Now, she may be the inevitable nominee, but she is not unrivaled. According to every poll by media outlets after the Democratic debate, Bernie Sanders was the favorite. He was way out ahead. It was true even of CNN’s own poll of its own viewers.
The Republicans last night were correct to say that the press prefers Hillary Clinton. But it’s not because the press is so left wing, as she [supposedly] is.
The press has a strong neoliberal bias. They are inevitable going to favor the candidate who will go easy on Wall Street.
If you had not been following the news of the Democratic field, you would not know the Bernie Sanders is [a very popular] candidate so far – he has even attracted a fair amount of conservative support.
Another curious thing is the way several of the candidates used an economically populist stance; Cruz doesn’t want a secretary paying more in taxes than a CEO, Fiorina talking about “the wealthy and the well-connected.” There was a giant-killing spirit to a lot of it.
I was struck by that too. As the other candidates have found their voice — risen up against the hegemony of Trump and Carson – they did so by seeming to tack toward the left. They did so by striking a strong populist note.
It was very interesting – especially since they are in the pockets of Wall Street and billionaires. Except for Trump and Carson and Huckabee, they’re all heavily subsidized by the wealthiest people in the country, and entities like Goldman Sachs.
They were united in a kind of desperate collective effort to represent themselves as friends of the little guy. That’s a tacit admission of the success of the Bernie Sanders campaign. I think everybody is paying attention to that, though no one will talk about it.
Last night, who compared Sanders and Clinton to the Bolsheviks and Mensheviks?
I think that was Cruz.
Hillary Clinton is not a Menshevik! And that’s precisely why the New York Times and its peers are pushing her as an “unrivaled” candidate. She’s not unrivaled!
As a forum for ideas and positions – let’s ignore how crazy or sober the ideas were – how well did last night work?
As a forum for ideas, last night didn’t work at all. It would be unfair to blame the participants. We’re living at a moment when what passes for political discourse is whatever candidates can blurt out in the few seconds available to them, under tremendous pressure to break through the clutter.
Over the last century and a half we’ve witnessed the inexorable degradation of political discourse. So they’ll look back at the Lincoln-Douglas debates and marvel at how long they had, how complicated their arguments were, the strength of the public’s attention span back then, and so on. In the ‘60s you would look back at [those debates] compare them to the Nixon-Kennedy debates and lament the superficiality of the latter.

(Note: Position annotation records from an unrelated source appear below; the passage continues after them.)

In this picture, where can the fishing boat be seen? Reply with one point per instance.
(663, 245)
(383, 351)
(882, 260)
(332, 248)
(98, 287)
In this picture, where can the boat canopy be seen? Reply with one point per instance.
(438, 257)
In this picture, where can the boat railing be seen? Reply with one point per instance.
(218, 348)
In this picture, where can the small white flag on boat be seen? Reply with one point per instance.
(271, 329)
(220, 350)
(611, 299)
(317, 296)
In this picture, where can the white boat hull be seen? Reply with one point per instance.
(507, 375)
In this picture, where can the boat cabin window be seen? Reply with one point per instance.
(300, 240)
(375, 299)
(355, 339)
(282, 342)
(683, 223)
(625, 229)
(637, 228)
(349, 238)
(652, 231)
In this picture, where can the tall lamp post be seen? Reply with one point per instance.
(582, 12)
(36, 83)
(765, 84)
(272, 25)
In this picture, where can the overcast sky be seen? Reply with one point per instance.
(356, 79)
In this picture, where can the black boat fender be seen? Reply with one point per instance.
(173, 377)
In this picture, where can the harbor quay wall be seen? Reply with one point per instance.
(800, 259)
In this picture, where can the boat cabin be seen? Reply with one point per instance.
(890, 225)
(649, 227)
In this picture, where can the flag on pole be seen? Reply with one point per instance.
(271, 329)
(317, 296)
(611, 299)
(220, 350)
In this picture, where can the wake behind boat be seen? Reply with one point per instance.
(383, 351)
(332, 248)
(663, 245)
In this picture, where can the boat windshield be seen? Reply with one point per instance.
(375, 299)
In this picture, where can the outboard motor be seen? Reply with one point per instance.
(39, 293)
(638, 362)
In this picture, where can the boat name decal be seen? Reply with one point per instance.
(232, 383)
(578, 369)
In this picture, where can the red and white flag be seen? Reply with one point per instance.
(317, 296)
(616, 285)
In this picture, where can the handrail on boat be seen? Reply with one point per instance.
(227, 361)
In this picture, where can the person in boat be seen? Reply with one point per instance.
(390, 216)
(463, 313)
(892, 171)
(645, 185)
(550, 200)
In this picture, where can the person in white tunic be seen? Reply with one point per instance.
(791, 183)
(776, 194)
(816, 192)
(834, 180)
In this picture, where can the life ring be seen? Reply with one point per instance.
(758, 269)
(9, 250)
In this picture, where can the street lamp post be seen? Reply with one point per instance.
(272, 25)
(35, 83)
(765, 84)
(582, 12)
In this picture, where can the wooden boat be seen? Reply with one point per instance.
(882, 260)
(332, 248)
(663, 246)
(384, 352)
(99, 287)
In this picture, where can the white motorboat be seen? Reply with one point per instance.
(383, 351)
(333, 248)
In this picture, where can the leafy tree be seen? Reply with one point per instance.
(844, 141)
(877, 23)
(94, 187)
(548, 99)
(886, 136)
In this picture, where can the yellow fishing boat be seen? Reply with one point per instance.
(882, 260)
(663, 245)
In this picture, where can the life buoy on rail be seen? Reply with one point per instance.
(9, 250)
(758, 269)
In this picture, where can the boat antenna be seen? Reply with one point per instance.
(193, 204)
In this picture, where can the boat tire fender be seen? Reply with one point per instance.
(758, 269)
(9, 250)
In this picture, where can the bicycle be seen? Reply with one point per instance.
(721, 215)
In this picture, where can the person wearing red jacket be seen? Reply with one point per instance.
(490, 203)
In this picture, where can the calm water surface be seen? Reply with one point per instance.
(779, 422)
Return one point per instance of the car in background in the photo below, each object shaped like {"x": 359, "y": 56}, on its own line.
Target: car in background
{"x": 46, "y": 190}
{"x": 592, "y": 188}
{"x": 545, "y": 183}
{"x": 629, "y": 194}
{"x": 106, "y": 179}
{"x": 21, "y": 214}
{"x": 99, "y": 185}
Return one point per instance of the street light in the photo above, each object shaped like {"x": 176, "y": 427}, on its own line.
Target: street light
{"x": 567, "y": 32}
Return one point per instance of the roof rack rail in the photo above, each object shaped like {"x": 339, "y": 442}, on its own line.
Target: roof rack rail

But we can do the same thing: We can compare the Nixon-Kennedy debates to what we’re watching now and marvel and how complex and intelligent that exchange was. It can only keep on going down as long as our politics are purely spectacular and commercial – managed by the corporate media, for consumption of an audience of many millions. It’s extremely hard to imagine how anyone could make a serious case for any position.
The spectacle has evolved to the point at which intelligent conversation is difficult, if not impossible.